O CineTeatro Bento Martins, em Chaves, exibiu ontem, sexta-feira, o premiado filme “Criadores de Ídolos”, do realizador Luís Diogo, e a apresentação do novo videoclip “Tokyo Yūgen”, do músico flaviense DJWILD, autor da banda sonora original da longa-metragem.
Após o êxito de “Immortal”, que chegou ao 1.º lugar do Beatport Top 100, DJWILD regressa agora com “Tokyo Yūgen”, tema que já alcançou o 2.º lugar do mesmo ranking internacional. O videoclip, realizado pelo próprio músico, transporta a narrativa para paisagens japonesas.
“No primeiro videoclip filmei entre Portugal e Espanha; agora quis levar a história mais longe, até ao Japão,” contou o artista à Komunica Magazine.
“‘Tokyo Yūgen’ é, de certa forma, a continuação de ‘Immortal’. Mantém a mesma personagem, mas num novo contexto e com um final inesperado”, acrescentou.
O músico revelou ainda que parte das cenas com a atriz Rafaela Sá, protagonista do filme, foram filmadas em Chaves.
“Trabalhar com o Luís é um desafio e uma responsabilidade.
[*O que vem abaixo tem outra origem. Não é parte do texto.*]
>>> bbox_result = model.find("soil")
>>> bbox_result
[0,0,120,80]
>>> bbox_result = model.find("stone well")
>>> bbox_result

Há uma tensão criativa, mas também uma confiança mútua. No fim, tudo o que fazemos é tentar que o filme e a música cheguem mais longe”, disse DJWILD.
“Criadores de Ídolos”: um thriller português com alma internacional
Realizado por Luís Diogo, “Criadores de Ídolos” estreou em Portugal a 18 de setembro e conta com José Fidalgo, Ricardo Carriço, Oceana Basílio e Virgílio Castelo nos principais papéis, marcando ainda a estreia de Rafaela Sá no cinema.
O filme mergulha numa narrativa provocadora sobre uma ordem secreta que encena a morte de celebridades para as transformar em ídolos, questionando a relação entre fama, poder e imortalidade.
Em entrevista, Luís Diogo revelou que a ideia nasceu após a morte de Amy Winehouse.
“Pensei que seria interessante se houvesse um grupo por trás destas mortes precoces de celebridades. A partir daí, construí um universo que mistura ficção, crítica social e uma boa dose de suspense. É um thriller psicológico, uma sátira ao modo como o mundo cria e consome ídolos”, resumiu o realizador.
A produção foi distinguida com o Prémio de Melhor Filme Português no Fantasporto, Melhor Filme no Cobb International Film Fest (EUA) e várias nomeações internacionais, consolidando Luís Diogo como um dos cineastas portugueses mais premiados da atualidade.
Sobre a colaboração com DJWILD, o realizador é perentório: “Trabalhar com o Filipe é trabalhar com alguém que entende a linguagem do cinema. Ele não faz apenas música, cria atmosfera, emoção e ritmo narrativo. É por isso que ele está em todos os meus filmes.”
Um cinema que vive fora do sistema
Apesar do sucesso, o realizador reconhece as dificuldades de promover cinema independente em Portugal.
“Não é um filme do sistema. Não tem o apoio promocional da RTP nem as campanhas televisivas que outros têm. Por isso, cada sessão é quase uma conquista pessoal”, admitiu.
Ainda assim, o entusiasmo com a exibição em Chaves foi ontem evidente.
“O filme passa hoje em várias cidades, mas estar aqui, com o Filipe, é especial. Há uma energia única nesta ligação entre o cinema e a música que nasce em Chaves e vai até ao Japão”, destacou.
Luís Diogo e DJWILD já se conhecem há mais de uma década. O realizador recordou o primeiro contacto com o músico.
“Estava a ouvir uma conversa no carro entre duas irmãs que falavam de um DJ de Chaves. Fui ouvir e percebi logo que queria trabalhar com ele. Assim começou esta parceria que já vai no quarto projeto”, revelou.
Além da sessão especial de ontem, o filme volta a ser exibido amanhã, domingo, 5 de outubro, em três horários: 15h00, 18h00 (sessão que voltará a contar com a presença do realizador Luís Diogo e a eventual participação da protagonista Rafaela Sá) e 21h30.